Geekbench leak sees Intel's upcoming Core Ultra 7 270K comfortably ahead of Core Ultra 265K — alleged result shows Arrow Lake refresh chip 5.6% ahead of the 265K

Core ultra 200S CPU.

Intel is currently preparing to launch a refreshed version of its existing Arrow Lake lineup next year for desktop, with minor improvements in binning and tuning across the board. We already detailed three chips from this family in a previous leak — one of them was the high-end Core Ultra 7 270K Plus, which has now been spotted on Geekbench for the first time, with seemingly respectable scores to boot. Remember that this is not an official announcement, so take the news with some skepticism.

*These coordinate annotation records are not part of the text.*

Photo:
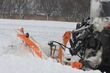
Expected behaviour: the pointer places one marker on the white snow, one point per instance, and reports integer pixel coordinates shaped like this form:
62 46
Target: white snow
15 58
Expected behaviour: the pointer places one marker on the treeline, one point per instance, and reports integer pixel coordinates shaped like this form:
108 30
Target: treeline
70 9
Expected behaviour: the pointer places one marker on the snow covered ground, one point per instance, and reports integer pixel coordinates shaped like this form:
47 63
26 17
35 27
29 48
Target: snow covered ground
15 58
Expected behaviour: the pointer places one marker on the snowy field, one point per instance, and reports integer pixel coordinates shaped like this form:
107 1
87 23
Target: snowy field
17 59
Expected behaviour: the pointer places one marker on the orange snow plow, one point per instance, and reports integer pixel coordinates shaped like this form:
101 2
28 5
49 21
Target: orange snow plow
66 38
30 43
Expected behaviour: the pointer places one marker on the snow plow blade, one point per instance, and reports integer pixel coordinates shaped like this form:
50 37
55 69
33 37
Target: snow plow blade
31 44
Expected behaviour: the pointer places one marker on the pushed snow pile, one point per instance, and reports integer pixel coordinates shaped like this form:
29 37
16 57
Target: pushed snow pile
18 59
16 64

For some context, the Core Ultra 7 270K Plus is supposed to succeed the Core Ultra 7 265K, but with four extra efficiency cores and slight clock adjustments. That makes the 270K Plus a 24-core chip, compared to its outgoing 20-core sibling. Intel has also increase the E-core base and turbo clocks by 100 MHz, and upped DDR5 support from 6400 MT/s to 7200 MT/s.

Specs-wise, we're looking at 8 P-cores and 16 E-cores that can boost up to 5.4 GHz. All of this should combine to offer a small jump in performance, which the new Geekbench listing confirms, and the data even shows it hitting almost 5.5 GHz in the tests.

(Image credit: Future)

The Core Ultra 7 270K Plus scored 3,235 points in the single-core test and 21,368 points in the multi-core test. Tallying that with the average scores on Geekbench and you can see those results beat out the Core Ultra 7 265K by 5.6% and 4.2%, respectively and that's despite using slow memory. The test was conducted on a Gigabyte Z890 Eagle WiFi7 motherboard outfitted with 64 GB of 4800 MT/s DDR5, so you can expect just a bit more juice with even faster RAM.

Those numbers are decent and these processors will launch on the current-gen LGA 1851 socket, so it can be a drop-in upgrade for many, though it won't make sense if you're already on 14/15th Gen. At least Intel is still maintaining the "Core Ultra 200" naming scheme to indicate it's not a true next-gen product. It's hard to imagine this release stirring up the market in any way, especially with how dominant AMD is right now, so it's best to consider the Arrow Lake refresh as a stopgap till Nova Lake surfaces.